I once read that kids with PDD-NOS “…don’t understand why things are wrong, that they are wrong, what affect they may have on others, or how their actions can make others feel.” I copied these words down for myself, but I didn’t note the author, so I can’t give credit where credit is due. My husband will probably tell you that I do that a lot. Not the stealing quotes part, but the not giving credit thing. In my defense, washing the dishes once per week does not a kitchen-helper make. I digress.
My 10 year old son has PDD-NOS. This stands for Pervasive Developmental Disorder, Not Otherwise Specified, which can also be called sub-threshold autism, or autism spectrum disorder, or GOOD HEAVENS WHAT IS GOING ON WITH OUR CHILD RIGHT NOW? We’ve called it all of those things at one time or another.
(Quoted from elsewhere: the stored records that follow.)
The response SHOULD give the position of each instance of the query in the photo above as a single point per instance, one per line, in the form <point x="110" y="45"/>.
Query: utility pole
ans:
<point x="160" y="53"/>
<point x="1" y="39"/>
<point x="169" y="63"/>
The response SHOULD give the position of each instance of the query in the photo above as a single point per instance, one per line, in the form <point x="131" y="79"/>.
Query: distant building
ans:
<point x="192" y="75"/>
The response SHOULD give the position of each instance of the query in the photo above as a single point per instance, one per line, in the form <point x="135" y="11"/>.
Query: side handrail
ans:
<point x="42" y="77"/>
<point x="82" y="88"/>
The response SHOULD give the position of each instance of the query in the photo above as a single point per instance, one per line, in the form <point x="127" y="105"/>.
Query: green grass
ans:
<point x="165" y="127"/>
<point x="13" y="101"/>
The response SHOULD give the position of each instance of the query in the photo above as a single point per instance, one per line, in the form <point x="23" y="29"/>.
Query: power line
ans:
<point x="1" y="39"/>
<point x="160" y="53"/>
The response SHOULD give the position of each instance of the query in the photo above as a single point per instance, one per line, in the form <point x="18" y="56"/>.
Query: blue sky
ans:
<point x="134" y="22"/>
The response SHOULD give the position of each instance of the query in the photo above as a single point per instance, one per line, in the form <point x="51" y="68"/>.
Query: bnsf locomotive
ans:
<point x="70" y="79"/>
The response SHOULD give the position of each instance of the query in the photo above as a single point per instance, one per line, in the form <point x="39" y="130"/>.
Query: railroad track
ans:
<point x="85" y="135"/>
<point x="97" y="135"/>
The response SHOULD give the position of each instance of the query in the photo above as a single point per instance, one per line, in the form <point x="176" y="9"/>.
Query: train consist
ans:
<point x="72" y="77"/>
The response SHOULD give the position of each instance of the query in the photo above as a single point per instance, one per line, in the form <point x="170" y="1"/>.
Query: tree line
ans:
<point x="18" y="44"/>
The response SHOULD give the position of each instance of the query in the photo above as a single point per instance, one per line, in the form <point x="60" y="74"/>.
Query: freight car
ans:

The fact is, no matter what you call it, it’s a disability. My son’s brain does not function like a typical child’s brain. He does not understand social cues, he has a hard time understanding figurative language, he exhibits repetitive behaviors, and he exhibits repetitive behaviors. See what I did there? He can also become easily frustrated. Though, I could say the same about my 14 year old daughter. *crosses arms* *rolls eyes*
For the past seven years we have been trying to mainstream this very non-mainstream child. We felt that our small school, with a focus on Christian values was just the right place for him to get not only an education, but also the love and support of our church family. But, I don’t think we can try to force this square peg into a round hole any longer.
We can not snap our fingers and have him suddenly be free of his issues. We can neither employ the same techniques used with other kids, nor expect the same results. He is a unique individual and he needs a unique plan and the comfort of being in a place where he, and his intentions, are not misunderstood.
It is not an easy decision to remove your child from the school where he’s spent almost half his life. It’s hard to turn away from the families and teachers who have supported us, but I want him to be in a place where he doesn’t stand out or get called out. For once, I want him to be the typical kid.
So, if you need me, I’ll be doing some research and lots of paperwork. I think we have a move to make.